La seconde partie était consacrée à la Symphonie no 4 en mi bémol, dite « Romantique », de Bruckner, deux ans après que le chef eut dirigé la Septième.

Les principaux choix interprétatifs de Payare se résument à une sorte de sostenuto animé, une option intéressante dans cette musique, quand certains optent plus pour un lourd mysticisme ou pour quelque chose de plus juvénile.

Seule vraie singularité : un deuxième mouvement passablement rapide. Cela dit, après la surprise initiale, on se fait à cette vitesse qui contribue à nourrir l’intérêt dans ces longueurs brucknériennes.

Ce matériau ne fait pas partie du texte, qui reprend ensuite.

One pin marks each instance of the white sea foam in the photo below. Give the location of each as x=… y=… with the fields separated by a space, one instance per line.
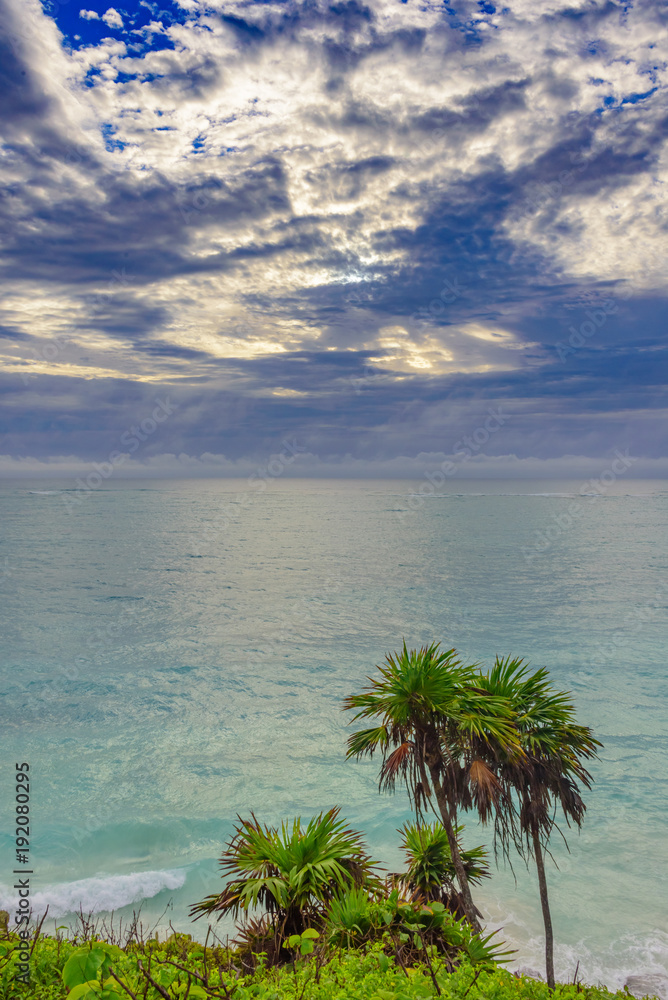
x=611 y=964
x=98 y=894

Il reste qu’on n’a pas eu droit à l’orchestre des meilleurs jours. On pense aux aigus pas très justes des violoncelles dans leur solo du deuxième mouvement (les altos ont fait meilleure figure dans un moment semblable). Mais aussi à certaines entrées décalées des cuivres.

Pour le reste, si la direction d’ensemble était généralement juste, le chef parvenant à créer des climats évocateurs, ça se gâte lorsqu’on entre dans les détails, dans la petite couture entre les différents motifs des voix intermédiaires, notamment dans les premier et troisième mouvements, ou tout n’est pas toujours net. Les complexités de Di Castri auraient-elles mangé du temps de répétition ?

Rafael Payare n’est peut-être pas – pour le moment – aussi convaincant en brucknérien qu’en mahlérien, mais il y a quelque chose qui ne demande qu’à éclore.